Von Freibier und Applausraketen

Poetry Slam: Dichter-Wettstreit im ganz großen Stil

„EINS!“ 800 Handpaare klatschen mit voller Lautstärke. „ZWEI!“ Die  dazu gehörenden Beinpaare stampfen auf den Boden. „DREI!“ „DAAAANKEEE!“ ertönt es aus 800 Mündern. Damit zündet die letzte Applausrakete an diesem Abend und Künstler, Moderatoren und Zuschauer verabschieden sich voneinander. Der zweite „Münsteraner Hörsaal Slam“ Ende Mai 2016 füllt den Hörsaal H1 restlos und ist ein voller Erfolg.
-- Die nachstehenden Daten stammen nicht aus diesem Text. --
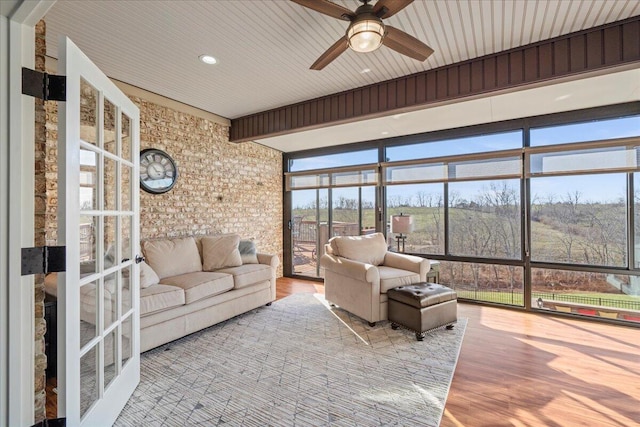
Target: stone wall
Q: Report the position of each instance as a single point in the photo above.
(222, 187)
(40, 361)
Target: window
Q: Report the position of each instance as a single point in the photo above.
(425, 203)
(454, 147)
(484, 219)
(334, 160)
(595, 130)
(579, 219)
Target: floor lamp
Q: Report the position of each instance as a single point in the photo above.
(401, 225)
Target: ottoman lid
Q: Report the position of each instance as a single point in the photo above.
(422, 294)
Jens Kotalla und Marian Heuser haben 800 Studierenden einen Abend voller Gelächter und vielleicht der ein oder anderen Träne beschert.

Das Phänomen Poetry Slam

Comedians füllen die Olympia-Stadien dieser Welt und Bestseller-Autoren sehen ihre Bücher als Filmadaptionen auf großen Leinwänden. Mindestens genauso erfolgreich sind Poetry Slammer. Junge Schreiber, die in einem mehr oder weniger ernst gemeinten Wettbewerb gegen Gleichgesinnte antreten. Ursprünglich aus Amerika kommend hat sich Poetry Slam in Deutschland seit 1996 weit verbreitet. 2015 kamen über 5.000 Zuschauer nach Hamburg und stellten damit einen Weltrekord auf.
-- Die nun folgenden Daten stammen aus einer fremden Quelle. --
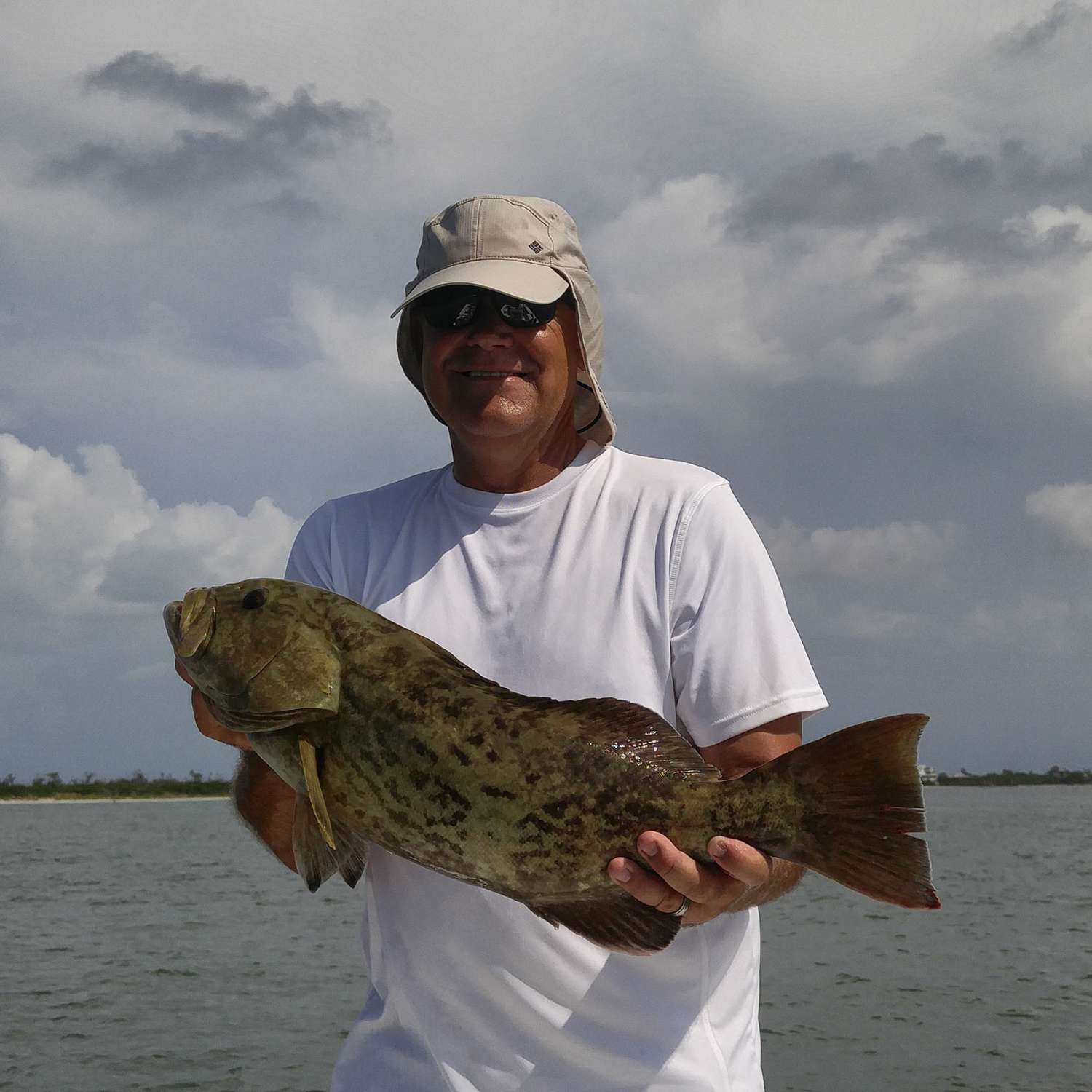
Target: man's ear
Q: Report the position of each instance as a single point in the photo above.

Poetry Slam ist ein Literatur-Wettkampf: Junge und alte Künstler treten gegeneinander an, indem sie selbstgeschriebene Texte vor einem Publikum vortragen. Dabei kann das Thema oder die Art und Weise, wie der Text geschrieben und vorgetragen wird, ganz unterschiedlich sein. Am Ende zählt, wie gut das Publikum ihn bewertet. Dazu werden am Beginn des Abends Punktetafeln mit Werten von eins bis zehn verteilt, die das Publikum bei der Abstimmung hochhält. Bei anderen Veranstaltungen entscheidet die Lautstärke des Applauses.

Beim Poetry Slam hat jeder seinen Platz. Dabei finden die präsentierten Themen an verschiedenen Orten unterschiedlichen Anklang. „Am Anfang des Abends erwartet einen eine Wundertüte. Man weiß vorher nicht, was drin ist, aber für jeden ist etwas dabei“, erklärt Andy Strauß, professioneller Slammer aus Münster, der damit seinen Lebensunterhalt verdient. Die Künstler schreiben beispielsweise politische Reflexionen und persönliche Gedichte, die den letzten Liebeskummer verarbeiten sollen. Der amtierende Deutsche Meister Jan-Phillip Zymny dekonstruiert regelmäßig die deutsche Sprache und seine Sprichwörter.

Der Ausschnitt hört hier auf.